Saturday, 2 April 2011

Herbal medicines - because the government thinks you're stupid

David Colquhoun asks "Why does the MHRA refuse to label herbal products honestly?"

Basically the EU regulations state that you must have the following on the label of a herbal remedy:
"Traditional herbal medicinal product for use in [insert baseless medical claim here] exclusively based upon long-standing use."

And you also get a lovely little kitemark to show that the MHRA has approved your drug:


They might be broadly safe and manufactured to certain minimum standards but the MHRA refuse to have any requirement to mention on the label that there isn't actually any evidence that this or that herbal remedy can do what the label claims, or even to mention that the evidence shows that it doesn't work at all. And then they boast about how:
"The growth of the THR scheme means that consumers will have access to a wide choice of over-the-counter herbal medicines made to assured standards.

"The current signs are that the market will be lively and competitive. The key difference for consumers is that in future they will be in the driving seat and able to make an informed choice when they wish to use these medicines."
This government (and the last one) and the MHRA think you're stupid. They don't want you to know that these herbal drugs don't work because then you might not buy them. And that would upset their friends in the multibillion pound herbal supplement industry. Because ensuring a 'lively and competitive' market in useless drugs is more important than having a real informed choice. It's just the same story at home as selling useless dowsing rods as explosive detectors abroad.

2 comments:

Zeno said...

Quite.

However, the herbalists are up in arms (with the usual special pleading) that they have only had eight years to get their house in order and one group are intending to take eleventh-hour legal action against the Government.

Apparently, they want the 'choice' (it's always about choice, never informed choice) of selling unregulated, unproven and potentially unsafe herbal products to their customers without interference from 'bureaucrats'.

Read here for further details.

pj said...

So what they're basically saying is that they can't even be bothered to spend some of their massive profits made from flogging useless herbs to do a few studies to show that these herbs aren't harmful and are manufactured to a minimum safety standard. Boo-fucking-hoo for them if they then can't sell them anymore.

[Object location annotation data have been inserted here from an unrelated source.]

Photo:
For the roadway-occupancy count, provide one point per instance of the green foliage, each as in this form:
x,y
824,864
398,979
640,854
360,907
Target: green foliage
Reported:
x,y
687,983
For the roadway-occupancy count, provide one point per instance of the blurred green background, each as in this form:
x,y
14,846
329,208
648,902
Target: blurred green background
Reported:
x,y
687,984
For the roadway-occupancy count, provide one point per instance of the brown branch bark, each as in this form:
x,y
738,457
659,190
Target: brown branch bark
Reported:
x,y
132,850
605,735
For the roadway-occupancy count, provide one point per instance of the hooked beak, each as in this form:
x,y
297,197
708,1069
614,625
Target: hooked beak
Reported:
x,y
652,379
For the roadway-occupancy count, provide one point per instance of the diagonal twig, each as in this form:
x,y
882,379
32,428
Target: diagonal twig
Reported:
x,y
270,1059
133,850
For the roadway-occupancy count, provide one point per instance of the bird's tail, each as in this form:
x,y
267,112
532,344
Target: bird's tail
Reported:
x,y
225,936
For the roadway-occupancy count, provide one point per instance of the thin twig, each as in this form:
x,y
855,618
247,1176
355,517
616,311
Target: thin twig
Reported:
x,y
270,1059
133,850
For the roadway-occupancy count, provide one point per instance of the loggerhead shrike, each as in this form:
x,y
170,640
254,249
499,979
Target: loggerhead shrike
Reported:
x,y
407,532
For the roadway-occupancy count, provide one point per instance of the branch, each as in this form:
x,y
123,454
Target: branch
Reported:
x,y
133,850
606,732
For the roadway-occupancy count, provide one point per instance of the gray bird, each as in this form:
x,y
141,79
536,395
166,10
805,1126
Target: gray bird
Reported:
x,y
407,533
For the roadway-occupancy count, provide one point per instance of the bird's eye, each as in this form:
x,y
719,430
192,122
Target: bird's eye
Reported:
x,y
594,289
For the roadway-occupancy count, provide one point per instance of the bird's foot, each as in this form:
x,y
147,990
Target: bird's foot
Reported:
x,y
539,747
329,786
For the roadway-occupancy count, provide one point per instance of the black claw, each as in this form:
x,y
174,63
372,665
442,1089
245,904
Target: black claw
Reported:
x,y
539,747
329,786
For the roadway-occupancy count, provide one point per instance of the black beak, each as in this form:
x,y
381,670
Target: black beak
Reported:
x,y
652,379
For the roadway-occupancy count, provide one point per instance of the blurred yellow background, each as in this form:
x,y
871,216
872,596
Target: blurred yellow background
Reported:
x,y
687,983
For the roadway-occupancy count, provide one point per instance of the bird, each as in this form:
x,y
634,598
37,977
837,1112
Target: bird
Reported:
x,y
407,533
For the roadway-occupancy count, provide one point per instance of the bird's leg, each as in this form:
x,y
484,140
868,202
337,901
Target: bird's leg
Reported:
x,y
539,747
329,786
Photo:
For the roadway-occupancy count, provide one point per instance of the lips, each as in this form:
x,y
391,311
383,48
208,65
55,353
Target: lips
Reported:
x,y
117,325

I loved this from the link:

'Robert Verkerk PhD, Executive and Scientific Director of [the Alliance for Natural Health International]...says “A major flaw in the legalisation is that, unlike pharmaceuticals, herbal products are made from biological sources, and as such do not react in the same way that conventional pharmaceuticals do
in a laboratory environment. Trying to push these ancient traditions into a European straitjacket based around synthetic drug manufacture is like to trying to push a square peg into a round hole.”'


Well yes indeed, unlike 'conventional pharmaceuticals' these herbal products have no evidence for their use, in that sense they very much are like trying to 'push a square peg into a round hole' because medicines licensing isn't supposed to be dealing with approving drugs that have no evidence for their safety or efficacy, or indeed which have evidence that they aren't effective. Unfortunately that's the topsy turvy world we now live in!